La storia dell'uomo è segnata da ricorrenti epidemie che hanno provocato grandi cambiamenti demografici, sociali ed economici.
Nei secoli scorsi il colera, la peste, il vaiolo, la poliomelite, il tifo, il morbillo comparivano periodicamente tra le popolazioni europee, decimandole. Nel '700 il 20% della popolazione italiana moriva di una sola malattia: il vaiolo.
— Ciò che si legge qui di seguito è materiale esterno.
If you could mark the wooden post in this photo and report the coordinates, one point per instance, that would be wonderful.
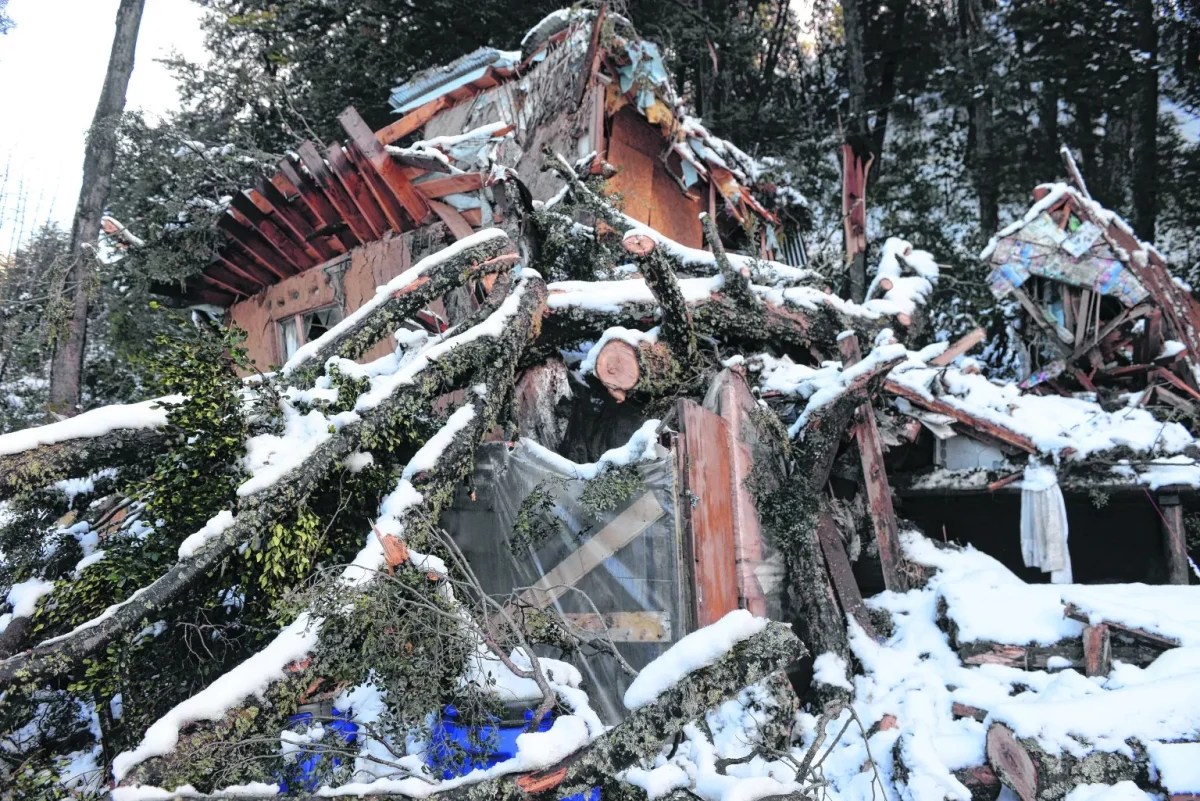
(875, 479)
(1097, 650)
(1174, 543)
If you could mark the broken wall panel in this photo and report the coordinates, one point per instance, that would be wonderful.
(627, 561)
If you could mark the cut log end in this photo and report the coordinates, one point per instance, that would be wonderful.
(1011, 762)
(617, 368)
(637, 244)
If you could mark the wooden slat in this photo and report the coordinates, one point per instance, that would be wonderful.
(969, 420)
(318, 204)
(441, 187)
(607, 541)
(706, 476)
(388, 170)
(454, 221)
(843, 574)
(293, 220)
(299, 254)
(415, 119)
(360, 205)
(875, 480)
(255, 245)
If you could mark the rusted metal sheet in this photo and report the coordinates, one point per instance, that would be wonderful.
(707, 504)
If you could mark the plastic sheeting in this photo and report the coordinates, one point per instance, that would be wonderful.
(627, 561)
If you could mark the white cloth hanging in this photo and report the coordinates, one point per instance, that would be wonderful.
(1044, 523)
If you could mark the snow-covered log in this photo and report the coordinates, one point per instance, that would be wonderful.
(642, 734)
(457, 360)
(425, 487)
(1036, 775)
(484, 253)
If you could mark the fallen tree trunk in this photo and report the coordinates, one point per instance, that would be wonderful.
(457, 359)
(484, 253)
(436, 486)
(643, 733)
(1036, 775)
(45, 464)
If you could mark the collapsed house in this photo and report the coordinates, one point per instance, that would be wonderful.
(615, 482)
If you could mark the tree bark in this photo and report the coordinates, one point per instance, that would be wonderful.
(270, 504)
(1145, 130)
(66, 366)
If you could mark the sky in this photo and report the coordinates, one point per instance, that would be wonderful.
(52, 66)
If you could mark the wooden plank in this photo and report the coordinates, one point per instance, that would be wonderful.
(441, 187)
(1150, 638)
(607, 541)
(298, 253)
(317, 203)
(875, 480)
(408, 124)
(255, 245)
(843, 576)
(388, 170)
(647, 626)
(707, 503)
(454, 221)
(963, 345)
(1174, 538)
(330, 186)
(359, 202)
(289, 217)
(1097, 650)
(964, 417)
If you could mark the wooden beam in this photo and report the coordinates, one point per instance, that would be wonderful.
(875, 480)
(1097, 650)
(255, 245)
(623, 529)
(360, 205)
(843, 574)
(454, 221)
(408, 124)
(963, 345)
(299, 254)
(441, 187)
(312, 198)
(940, 407)
(1174, 538)
(387, 170)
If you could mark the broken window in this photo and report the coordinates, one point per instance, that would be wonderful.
(305, 327)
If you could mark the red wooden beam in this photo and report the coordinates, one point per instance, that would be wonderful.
(441, 187)
(300, 254)
(313, 198)
(875, 480)
(415, 119)
(353, 197)
(253, 244)
(387, 170)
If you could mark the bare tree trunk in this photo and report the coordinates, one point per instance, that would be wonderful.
(1145, 128)
(857, 160)
(971, 26)
(66, 367)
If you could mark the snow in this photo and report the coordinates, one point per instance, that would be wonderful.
(1177, 765)
(642, 446)
(621, 333)
(97, 422)
(383, 293)
(831, 669)
(214, 528)
(23, 597)
(697, 650)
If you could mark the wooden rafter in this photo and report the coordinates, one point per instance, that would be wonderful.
(391, 185)
(353, 197)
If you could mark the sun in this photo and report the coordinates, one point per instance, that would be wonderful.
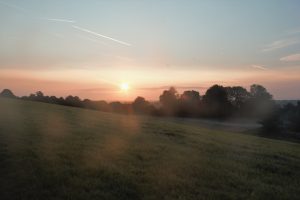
(124, 87)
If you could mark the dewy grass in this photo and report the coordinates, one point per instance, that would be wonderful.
(56, 152)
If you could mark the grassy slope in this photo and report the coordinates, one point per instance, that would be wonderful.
(55, 152)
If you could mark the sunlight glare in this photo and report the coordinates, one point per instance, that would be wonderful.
(124, 86)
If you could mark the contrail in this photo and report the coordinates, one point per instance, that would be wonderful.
(59, 20)
(259, 67)
(103, 36)
(18, 8)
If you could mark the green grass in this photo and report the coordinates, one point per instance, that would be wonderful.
(56, 152)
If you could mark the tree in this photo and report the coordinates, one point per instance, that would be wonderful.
(73, 101)
(294, 118)
(216, 103)
(140, 105)
(259, 92)
(189, 104)
(237, 96)
(260, 103)
(169, 101)
(7, 93)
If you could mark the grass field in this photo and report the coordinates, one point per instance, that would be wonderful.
(56, 152)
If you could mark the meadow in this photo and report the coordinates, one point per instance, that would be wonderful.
(56, 152)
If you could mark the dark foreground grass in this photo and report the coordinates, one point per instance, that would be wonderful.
(56, 152)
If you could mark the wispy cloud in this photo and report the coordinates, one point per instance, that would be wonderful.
(295, 31)
(59, 20)
(100, 35)
(291, 58)
(261, 67)
(280, 44)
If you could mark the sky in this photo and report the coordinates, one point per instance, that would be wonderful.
(91, 47)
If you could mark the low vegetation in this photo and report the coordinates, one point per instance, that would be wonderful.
(57, 152)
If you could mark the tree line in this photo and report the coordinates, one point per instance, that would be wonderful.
(218, 102)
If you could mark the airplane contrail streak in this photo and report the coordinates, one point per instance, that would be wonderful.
(100, 35)
(59, 20)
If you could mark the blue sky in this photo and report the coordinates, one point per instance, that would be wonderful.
(232, 41)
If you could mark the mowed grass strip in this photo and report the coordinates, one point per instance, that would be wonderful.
(56, 152)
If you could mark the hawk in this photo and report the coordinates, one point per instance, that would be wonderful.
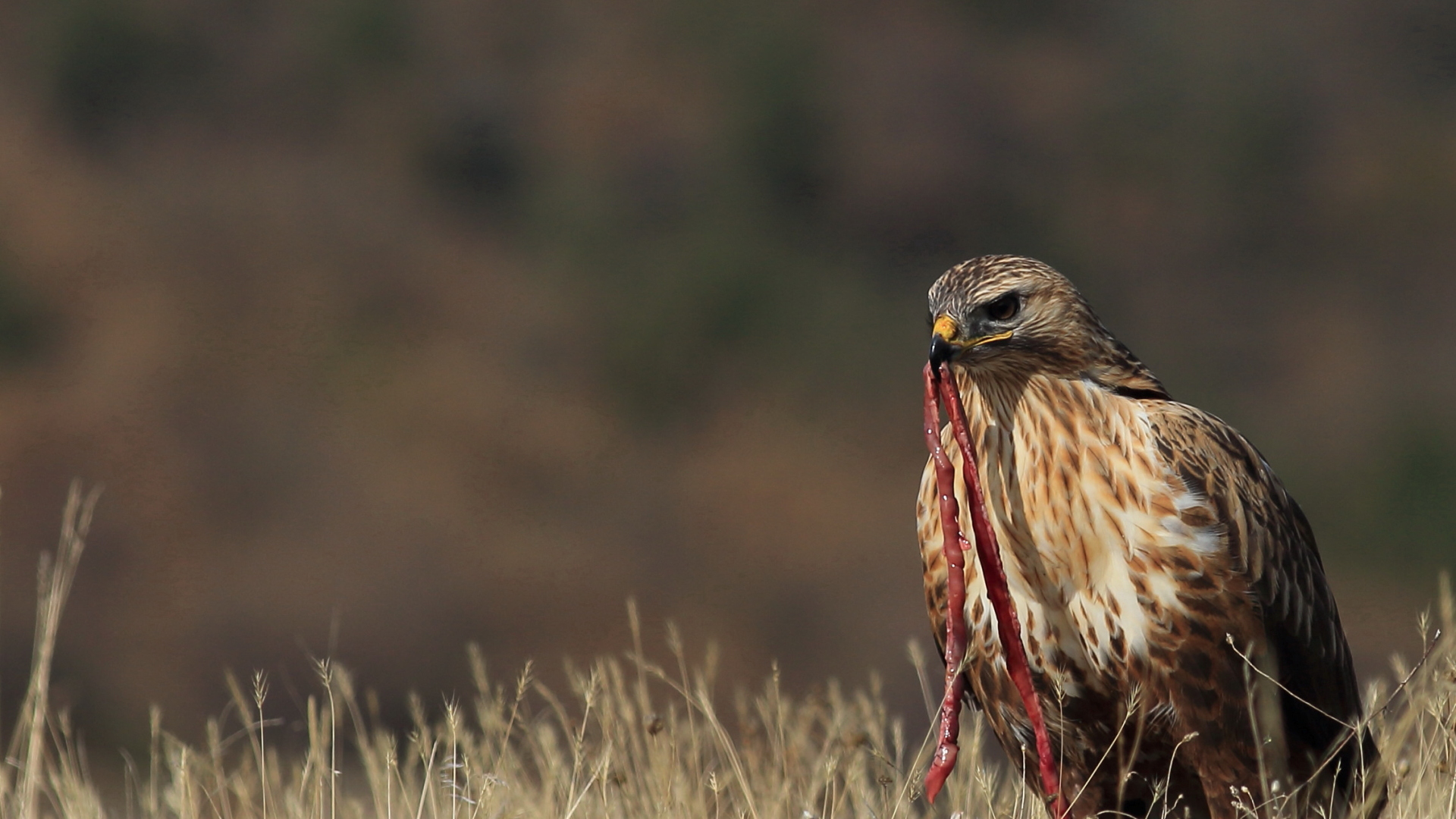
(1163, 575)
La svolta si deve a due scoperte eccezionali, tra le più importanti della storia della medicina. Nel 1798 il medico inglese Edward Jenner, riprendendo una credenza popolare secondo la quale gli allevatori di bestiame contagiati da una malattia pustolosa delle mucche (vaiolo vaccino) restavano poi protetti dal ben più grave vaiolo umano, inocula in soggetti sani del materiale proveniente dalle pustole di mucche affette da vaiolo e poi, a distanza di alcune settimane, materiale proveniente da pustole di vaiolo umano: la mancata comparsa della grave malattia lo convince dell'efficacia preventiva della pratica che sarà poi conosciuta con il nome di vaccinazione. Nel 1928 un microbiologo inglese, Alexander Fleming, si accorge che una muffa sviluppatasi casualmente in una piastra di coltura aveva la capacità di distruggere i batteri. Fleming identifica la muffa come appartenente al genere Penicillium notatum. I suoi studi successivi dimostrano che l'estratto della muffa manteneva la stessa capacità antibatterica arrivando così a scoprire la Penicillina G, il primo degli antibiotici.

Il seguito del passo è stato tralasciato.